Black With (Some) White Privilege

Black With (Some) White Privilege

Sunday Review
The New York Times
2018-02-10

Anna Holmes, Editorial Director
Topic.com


Credit Illustration by Anthony Gerace; Photographs by SensorSpot, via Getty Images

When I was in my early 30s, I started making a list of every child I could think of who had a black parent and a white parent and was born between 1960 and the mid- to late 1980s. It was a collection of people like me, who grew up and came of age after the Supreme Court decision in 1967 that overturned the laws in more than a dozen states that outlawed interracial marriage.

I was thinking of people I knew or had heard of, so of course the list included actors like Tracee Ellis Ross (born 1972) and Rashida Jones (1976); athletes like Derek Jeter (1974) and Jason Kidd (1973); singers like Mariah Carey (1969) and Alicia Keys (1981); and, eventually, politicians and public servants like Adrian Fenty (1970) and Ben Jealous (1973).

It occurred to me, looking at the names I’d gathered, that what I was making was not just a snapshot of a particular generation but an accounting of some of the most notable, successful, widely recognized black people in American public life — cultural, political, intellectual, academic, athletic.

It made sense: The people I could think of were the people who were the most publicly visible. But what did it mean about race and opportunity in the United States that many of the most celebrated black people in American cultural life in the late 20th and early 21st centuries happened to have been born to one white parent? What if my and my cohort’s achievements as African-Americans, especially in fields to which we historically had little access, were more about how we benefited from having one white parent in a racist society than our hard work?…

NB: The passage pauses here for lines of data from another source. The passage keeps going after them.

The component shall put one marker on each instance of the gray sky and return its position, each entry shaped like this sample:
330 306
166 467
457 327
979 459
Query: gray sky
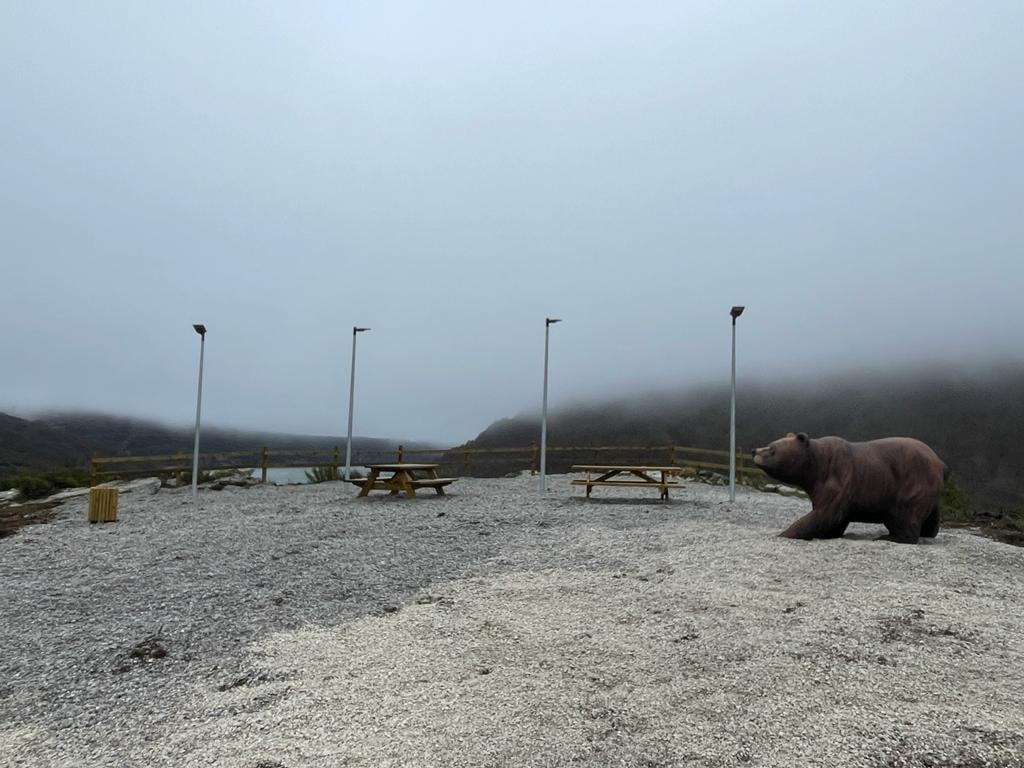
450 173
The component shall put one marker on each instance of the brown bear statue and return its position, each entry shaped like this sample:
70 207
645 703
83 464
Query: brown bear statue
895 481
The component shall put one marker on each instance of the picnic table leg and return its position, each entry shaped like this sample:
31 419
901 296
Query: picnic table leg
409 487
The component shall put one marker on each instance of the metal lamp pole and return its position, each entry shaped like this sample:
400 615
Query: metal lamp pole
548 323
734 312
201 330
351 399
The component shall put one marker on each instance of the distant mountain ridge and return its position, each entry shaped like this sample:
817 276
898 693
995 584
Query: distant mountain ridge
30 444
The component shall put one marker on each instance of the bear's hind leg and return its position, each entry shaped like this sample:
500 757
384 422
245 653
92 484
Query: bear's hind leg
903 524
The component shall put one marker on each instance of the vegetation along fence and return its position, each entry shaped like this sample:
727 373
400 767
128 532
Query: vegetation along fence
479 462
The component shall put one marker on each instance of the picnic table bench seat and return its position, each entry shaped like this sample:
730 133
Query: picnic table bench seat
627 476
430 482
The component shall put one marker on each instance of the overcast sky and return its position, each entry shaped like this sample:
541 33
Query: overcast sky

…Of course, to be a black American is to be, by definition, mixed: According to a study released in 2014, 24 percent of the genetic makeup of self-identified African-Americans is of European origin. Colorism, which places black people in an uncodified but nevertheless very real hierarchy, with the lighter-skinned among us at the top, was a fact of American life long before Loving v. Virginia. Light-skinned black Americans, even those with two black parents, have, for centuries, been considered to be closer to white people, closer to white ideals about, well, most everything…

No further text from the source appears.